Roblox, the popular video-gaming platform, has adjusted its annual bookings forecast, signaling a shift in consumer spending habits amidst economic uncertainty and rising inflation. The company’s shares tumbled nearly 30% in premarket trading Thursday, reflecting investor concerns.
This revision in forecast is part of a broader trend within the gaming industry, which has seen companies implement cost-cutting measures such as layoffs and studio closures in response to weakening demand.
Roblox now anticipates full-year bookings to range between $4 billion and $4.10 billion, down from its earlier projection of $4.14 billion to $4.28 billion. The second-quarter bookings forecast of $870 million to $900 million also fell short of expectations.
Explaining the rationale behind the conservative forecast for the second quarter, Roblox cited the timing of the Easter holiday, which typically drives high engagement on its platform. This year, Easter fell in the first quarter, unlike the previous year when it occurred in the second quarter.
The broader gaming industry is facing challenges related to lower engagement levels, which are projected to limit growth in the PC and console market below pre-pandemic levels through 2026, according to research firm Newzoo. Despite this, Roblox reported a 19% increase in the number of hours spent by gamers aged 13 or older on its platform in the first quarter, albeit the lowest growth rate for the company in about two years.

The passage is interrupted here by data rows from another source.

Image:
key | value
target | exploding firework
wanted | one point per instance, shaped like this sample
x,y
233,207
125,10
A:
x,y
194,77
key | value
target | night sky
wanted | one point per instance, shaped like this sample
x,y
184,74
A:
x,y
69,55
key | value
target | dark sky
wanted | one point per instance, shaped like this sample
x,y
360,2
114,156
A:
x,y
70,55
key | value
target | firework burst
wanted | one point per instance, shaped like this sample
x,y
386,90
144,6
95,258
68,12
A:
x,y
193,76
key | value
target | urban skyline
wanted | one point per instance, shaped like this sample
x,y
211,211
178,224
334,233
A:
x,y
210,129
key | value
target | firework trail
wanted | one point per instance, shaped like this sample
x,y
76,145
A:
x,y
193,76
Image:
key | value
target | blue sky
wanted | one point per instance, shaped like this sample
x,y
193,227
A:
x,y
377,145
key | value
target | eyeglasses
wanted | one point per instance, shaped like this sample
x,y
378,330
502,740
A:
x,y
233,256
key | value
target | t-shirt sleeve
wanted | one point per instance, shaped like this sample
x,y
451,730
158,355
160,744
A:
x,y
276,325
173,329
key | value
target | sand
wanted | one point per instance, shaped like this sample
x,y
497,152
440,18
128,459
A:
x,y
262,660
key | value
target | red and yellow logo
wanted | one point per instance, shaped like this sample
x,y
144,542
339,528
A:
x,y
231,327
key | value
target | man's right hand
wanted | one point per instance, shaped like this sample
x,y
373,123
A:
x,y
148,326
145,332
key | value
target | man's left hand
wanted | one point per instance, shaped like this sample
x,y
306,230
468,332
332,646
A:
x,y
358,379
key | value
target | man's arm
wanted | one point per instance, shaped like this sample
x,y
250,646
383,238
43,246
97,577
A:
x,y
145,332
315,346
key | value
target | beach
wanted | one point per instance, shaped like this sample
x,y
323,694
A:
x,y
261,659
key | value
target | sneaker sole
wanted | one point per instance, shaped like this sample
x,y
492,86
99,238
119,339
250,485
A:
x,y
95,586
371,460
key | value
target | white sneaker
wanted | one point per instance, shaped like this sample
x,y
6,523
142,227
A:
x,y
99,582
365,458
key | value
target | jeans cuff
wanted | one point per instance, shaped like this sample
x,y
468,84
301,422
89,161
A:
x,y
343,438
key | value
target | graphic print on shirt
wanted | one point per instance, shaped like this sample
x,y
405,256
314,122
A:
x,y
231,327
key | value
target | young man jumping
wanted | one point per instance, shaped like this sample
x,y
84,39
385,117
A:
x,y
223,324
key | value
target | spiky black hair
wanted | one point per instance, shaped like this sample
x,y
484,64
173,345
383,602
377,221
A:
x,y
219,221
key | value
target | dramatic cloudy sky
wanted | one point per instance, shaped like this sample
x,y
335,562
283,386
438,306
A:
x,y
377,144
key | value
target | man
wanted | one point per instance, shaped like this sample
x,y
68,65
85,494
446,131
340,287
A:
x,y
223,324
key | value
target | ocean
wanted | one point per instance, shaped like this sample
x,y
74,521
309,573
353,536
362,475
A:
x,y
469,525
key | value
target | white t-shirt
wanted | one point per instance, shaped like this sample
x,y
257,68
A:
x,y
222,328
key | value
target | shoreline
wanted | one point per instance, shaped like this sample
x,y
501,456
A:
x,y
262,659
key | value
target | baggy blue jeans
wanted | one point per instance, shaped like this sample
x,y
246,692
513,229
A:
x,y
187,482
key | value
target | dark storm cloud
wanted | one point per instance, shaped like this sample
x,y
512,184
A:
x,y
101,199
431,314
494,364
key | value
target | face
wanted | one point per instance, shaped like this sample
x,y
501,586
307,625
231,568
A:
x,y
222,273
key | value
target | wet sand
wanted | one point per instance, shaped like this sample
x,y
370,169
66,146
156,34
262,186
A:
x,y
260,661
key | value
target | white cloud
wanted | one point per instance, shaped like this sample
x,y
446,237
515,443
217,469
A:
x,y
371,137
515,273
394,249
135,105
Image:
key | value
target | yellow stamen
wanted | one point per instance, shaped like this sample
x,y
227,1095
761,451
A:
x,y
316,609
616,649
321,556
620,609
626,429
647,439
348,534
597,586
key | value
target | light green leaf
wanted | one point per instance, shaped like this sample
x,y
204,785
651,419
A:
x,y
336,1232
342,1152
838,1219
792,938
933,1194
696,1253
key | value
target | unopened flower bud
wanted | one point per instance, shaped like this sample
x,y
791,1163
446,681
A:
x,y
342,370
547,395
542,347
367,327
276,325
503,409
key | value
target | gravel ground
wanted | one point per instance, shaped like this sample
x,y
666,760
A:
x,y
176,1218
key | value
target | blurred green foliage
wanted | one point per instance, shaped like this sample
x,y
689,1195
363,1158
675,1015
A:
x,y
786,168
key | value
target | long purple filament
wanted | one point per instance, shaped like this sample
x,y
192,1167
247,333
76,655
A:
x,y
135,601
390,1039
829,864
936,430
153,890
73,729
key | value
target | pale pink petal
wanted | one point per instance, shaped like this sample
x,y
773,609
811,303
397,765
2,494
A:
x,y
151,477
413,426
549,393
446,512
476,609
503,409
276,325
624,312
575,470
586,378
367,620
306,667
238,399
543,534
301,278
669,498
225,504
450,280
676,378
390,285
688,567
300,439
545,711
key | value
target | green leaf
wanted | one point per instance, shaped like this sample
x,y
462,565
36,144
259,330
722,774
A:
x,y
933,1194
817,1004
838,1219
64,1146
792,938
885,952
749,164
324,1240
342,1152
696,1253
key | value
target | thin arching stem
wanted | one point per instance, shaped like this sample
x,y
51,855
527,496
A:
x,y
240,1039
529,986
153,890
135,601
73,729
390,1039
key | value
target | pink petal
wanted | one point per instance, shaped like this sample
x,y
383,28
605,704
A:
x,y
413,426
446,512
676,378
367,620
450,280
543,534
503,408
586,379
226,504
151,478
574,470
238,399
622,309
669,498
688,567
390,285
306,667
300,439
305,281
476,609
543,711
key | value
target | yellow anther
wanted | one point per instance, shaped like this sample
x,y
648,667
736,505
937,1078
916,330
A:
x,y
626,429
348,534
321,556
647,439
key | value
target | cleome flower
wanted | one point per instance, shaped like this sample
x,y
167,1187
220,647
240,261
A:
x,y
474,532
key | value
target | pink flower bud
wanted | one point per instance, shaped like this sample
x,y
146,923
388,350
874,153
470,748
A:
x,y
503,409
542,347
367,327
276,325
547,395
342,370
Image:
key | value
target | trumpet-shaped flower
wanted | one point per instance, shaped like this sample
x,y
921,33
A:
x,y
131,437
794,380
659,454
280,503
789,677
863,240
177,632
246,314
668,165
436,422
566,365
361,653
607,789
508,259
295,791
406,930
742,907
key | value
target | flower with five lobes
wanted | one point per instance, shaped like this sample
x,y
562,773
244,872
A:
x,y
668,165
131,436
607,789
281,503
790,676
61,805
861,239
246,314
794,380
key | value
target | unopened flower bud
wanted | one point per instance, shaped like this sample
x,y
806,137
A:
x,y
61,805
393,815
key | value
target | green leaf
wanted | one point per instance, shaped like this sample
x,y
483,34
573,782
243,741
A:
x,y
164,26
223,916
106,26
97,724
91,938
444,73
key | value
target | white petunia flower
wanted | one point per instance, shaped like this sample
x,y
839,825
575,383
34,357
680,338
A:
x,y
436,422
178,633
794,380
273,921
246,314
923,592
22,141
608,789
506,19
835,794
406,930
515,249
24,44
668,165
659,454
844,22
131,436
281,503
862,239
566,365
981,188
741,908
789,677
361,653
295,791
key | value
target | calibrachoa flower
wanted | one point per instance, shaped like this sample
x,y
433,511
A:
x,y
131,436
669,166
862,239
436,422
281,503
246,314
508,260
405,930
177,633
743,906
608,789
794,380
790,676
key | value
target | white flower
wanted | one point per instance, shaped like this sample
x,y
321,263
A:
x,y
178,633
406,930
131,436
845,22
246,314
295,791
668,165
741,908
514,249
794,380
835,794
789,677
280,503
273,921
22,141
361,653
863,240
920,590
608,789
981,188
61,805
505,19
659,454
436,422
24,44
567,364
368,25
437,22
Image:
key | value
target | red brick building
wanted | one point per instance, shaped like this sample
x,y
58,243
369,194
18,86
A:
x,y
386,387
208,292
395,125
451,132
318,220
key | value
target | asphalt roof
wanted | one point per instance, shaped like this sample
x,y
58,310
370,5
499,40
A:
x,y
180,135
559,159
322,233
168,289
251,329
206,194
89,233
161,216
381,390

Roblox is also diversifying its revenue streams by introducing digital ads. The company recently began displaying virtual billboards featuring content from brands like Walmart and Warner Bros Discovery to its platform users. Roblox plans to establish the infrastructure for its ad platform in 2024 and commence providing forecasts for ad revenue in 2025.
Roblox is attracting an increasing number of older gamers, who tend to spend more time on the platform once they become accustomed to it. This demographic shift is expected to contribute to sustained engagement and potentially drive future growth for the company.